Боже мой, опять перебиваете, товарищ судья! Не даете слова сказать. Как вас только жена терпит? Ее вы тоже перебиваете? Вызвали меня в суд и не даете говорить! Для чего же вы меня сюда вызвали, чтобы я молчала как пень и чтобы вот эти противные мои соседки ликовали, радовались, как меня судят? Если хотите, чтобы подсудимые ваши молчали, то вызывайте немых. На то здесь суд, чтобы человек мог слово сказать. Просто какая-то напасть! Несчастье! Дома на кухне соседки не дают слова сказать. На производстве вообще не разрешается слова выговорить. Бригадирша, будь она неладна, каждый раз перебивает и говорит, что производительность падает, когда все время болтают, и клиенты не все переносят, когда им над ухом жужжат. И здесь рта не открывай. Так на что же все это похоже? Что это за суд, товарищи-граждане судьи?

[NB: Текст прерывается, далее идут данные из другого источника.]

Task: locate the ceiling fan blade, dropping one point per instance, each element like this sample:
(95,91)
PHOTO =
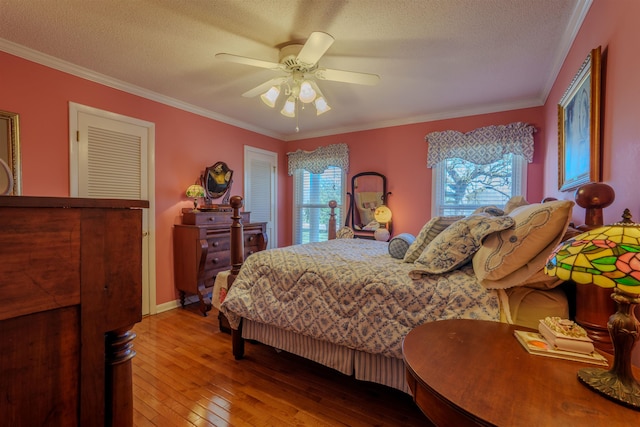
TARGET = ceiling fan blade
(249,61)
(317,44)
(347,76)
(260,89)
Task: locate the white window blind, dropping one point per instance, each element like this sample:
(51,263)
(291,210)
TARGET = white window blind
(486,166)
(312,193)
(461,186)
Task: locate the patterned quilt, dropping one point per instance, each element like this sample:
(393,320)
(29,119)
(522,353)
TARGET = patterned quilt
(351,292)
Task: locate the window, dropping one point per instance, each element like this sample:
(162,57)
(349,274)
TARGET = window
(461,186)
(486,166)
(318,177)
(312,193)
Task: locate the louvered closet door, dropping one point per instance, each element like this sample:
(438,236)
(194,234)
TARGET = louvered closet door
(260,189)
(111,157)
(112,164)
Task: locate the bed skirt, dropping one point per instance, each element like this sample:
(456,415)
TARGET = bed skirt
(363,366)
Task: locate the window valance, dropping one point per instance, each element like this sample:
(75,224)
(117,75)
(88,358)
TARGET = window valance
(483,145)
(318,160)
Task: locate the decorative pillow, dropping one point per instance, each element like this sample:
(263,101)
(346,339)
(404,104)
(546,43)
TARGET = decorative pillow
(456,245)
(510,257)
(514,202)
(539,280)
(429,231)
(399,244)
(491,210)
(344,233)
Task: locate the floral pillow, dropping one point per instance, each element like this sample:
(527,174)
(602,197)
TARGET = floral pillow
(456,245)
(511,257)
(429,231)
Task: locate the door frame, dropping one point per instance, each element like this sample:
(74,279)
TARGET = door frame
(148,237)
(248,151)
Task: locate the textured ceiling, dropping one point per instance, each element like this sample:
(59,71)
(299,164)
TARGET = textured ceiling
(436,58)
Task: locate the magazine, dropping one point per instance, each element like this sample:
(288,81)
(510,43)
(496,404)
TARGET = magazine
(536,344)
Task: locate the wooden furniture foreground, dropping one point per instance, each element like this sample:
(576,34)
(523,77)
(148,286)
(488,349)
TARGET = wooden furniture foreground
(472,372)
(201,250)
(71,290)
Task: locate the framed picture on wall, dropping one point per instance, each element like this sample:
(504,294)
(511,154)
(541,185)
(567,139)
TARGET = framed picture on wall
(579,127)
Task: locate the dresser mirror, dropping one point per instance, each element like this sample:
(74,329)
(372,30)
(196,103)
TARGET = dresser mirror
(217,180)
(368,192)
(9,154)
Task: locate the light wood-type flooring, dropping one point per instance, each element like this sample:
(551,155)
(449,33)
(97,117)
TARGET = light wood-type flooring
(185,375)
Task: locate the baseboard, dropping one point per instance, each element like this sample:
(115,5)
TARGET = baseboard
(170,305)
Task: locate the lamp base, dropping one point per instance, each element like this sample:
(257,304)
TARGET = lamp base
(610,385)
(618,383)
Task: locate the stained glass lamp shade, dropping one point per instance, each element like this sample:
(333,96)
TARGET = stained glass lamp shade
(194,192)
(609,257)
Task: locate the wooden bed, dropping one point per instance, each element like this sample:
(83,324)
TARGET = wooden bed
(476,288)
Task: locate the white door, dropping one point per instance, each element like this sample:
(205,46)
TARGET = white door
(112,157)
(260,172)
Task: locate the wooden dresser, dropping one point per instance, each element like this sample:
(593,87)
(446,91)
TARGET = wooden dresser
(201,250)
(70,292)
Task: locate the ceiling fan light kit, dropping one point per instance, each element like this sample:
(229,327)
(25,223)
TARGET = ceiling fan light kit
(300,62)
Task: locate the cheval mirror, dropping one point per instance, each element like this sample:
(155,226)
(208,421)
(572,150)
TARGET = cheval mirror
(9,154)
(368,192)
(217,180)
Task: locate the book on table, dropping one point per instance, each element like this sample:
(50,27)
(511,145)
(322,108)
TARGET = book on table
(535,343)
(565,335)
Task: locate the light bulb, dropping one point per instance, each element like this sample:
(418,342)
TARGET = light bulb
(270,96)
(289,108)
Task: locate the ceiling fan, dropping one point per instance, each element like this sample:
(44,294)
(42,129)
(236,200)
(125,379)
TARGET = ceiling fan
(300,63)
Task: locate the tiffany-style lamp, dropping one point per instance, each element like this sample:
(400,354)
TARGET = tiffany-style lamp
(609,257)
(194,192)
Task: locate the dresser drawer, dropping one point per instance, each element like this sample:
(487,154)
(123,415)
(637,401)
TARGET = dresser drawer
(211,218)
(218,242)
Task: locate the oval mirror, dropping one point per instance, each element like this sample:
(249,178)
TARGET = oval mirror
(9,154)
(217,182)
(368,192)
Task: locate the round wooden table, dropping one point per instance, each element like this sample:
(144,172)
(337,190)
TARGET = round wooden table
(473,372)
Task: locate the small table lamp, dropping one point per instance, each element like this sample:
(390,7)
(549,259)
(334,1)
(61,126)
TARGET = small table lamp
(194,192)
(609,257)
(382,215)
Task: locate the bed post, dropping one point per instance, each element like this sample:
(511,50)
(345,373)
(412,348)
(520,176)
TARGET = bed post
(593,303)
(237,258)
(332,220)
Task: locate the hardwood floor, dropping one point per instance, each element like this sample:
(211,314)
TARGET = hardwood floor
(185,375)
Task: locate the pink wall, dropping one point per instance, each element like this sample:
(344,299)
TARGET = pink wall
(185,144)
(614,26)
(400,153)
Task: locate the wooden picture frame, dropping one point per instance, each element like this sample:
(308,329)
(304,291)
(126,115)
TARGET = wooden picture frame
(579,127)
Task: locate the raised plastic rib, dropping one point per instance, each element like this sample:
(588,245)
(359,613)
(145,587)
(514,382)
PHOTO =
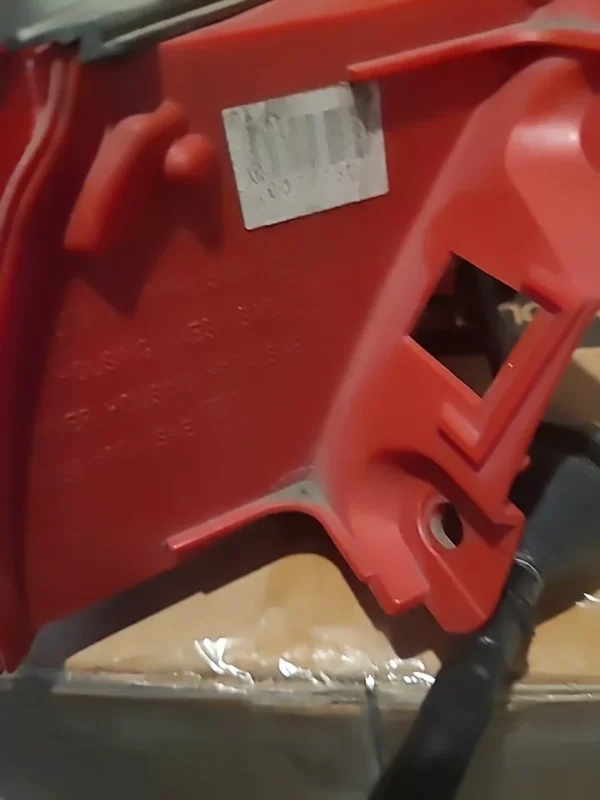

Она остановилась, перевела дыхание и упавшим голосом добавила:
– Ну, что ж, раз меня перебивают, высказаться не дают, тогда буду молчать. Пусть красоточки соседки мои и этот ваш бухгалтер-маньяк говорят сколько влезет.
– Обвиняемая! Предупреждаю вас в последний раз. Вы злоупотребляете нашим терпением, – повысил тон судья, – я специально разрешил вам говорить, сколько и что угодно, чтобы люди слышали и чтобы не говорили, что. зажимаем вас. Теперь отвечайте коротко и по существу: признаете ли себя виновной? Собственно, в своих пространных монологах и тирадах вы уже полностью ответили на этот вопрос. Суду все ясно. Стало суду еще одно ясно: в коммунальной квартире вам жить с соседями совершенно противопоказано. Вы немыслимы там. Вам крайне необходимо, обвиняемая, жить в отдельной, изолированной квартире.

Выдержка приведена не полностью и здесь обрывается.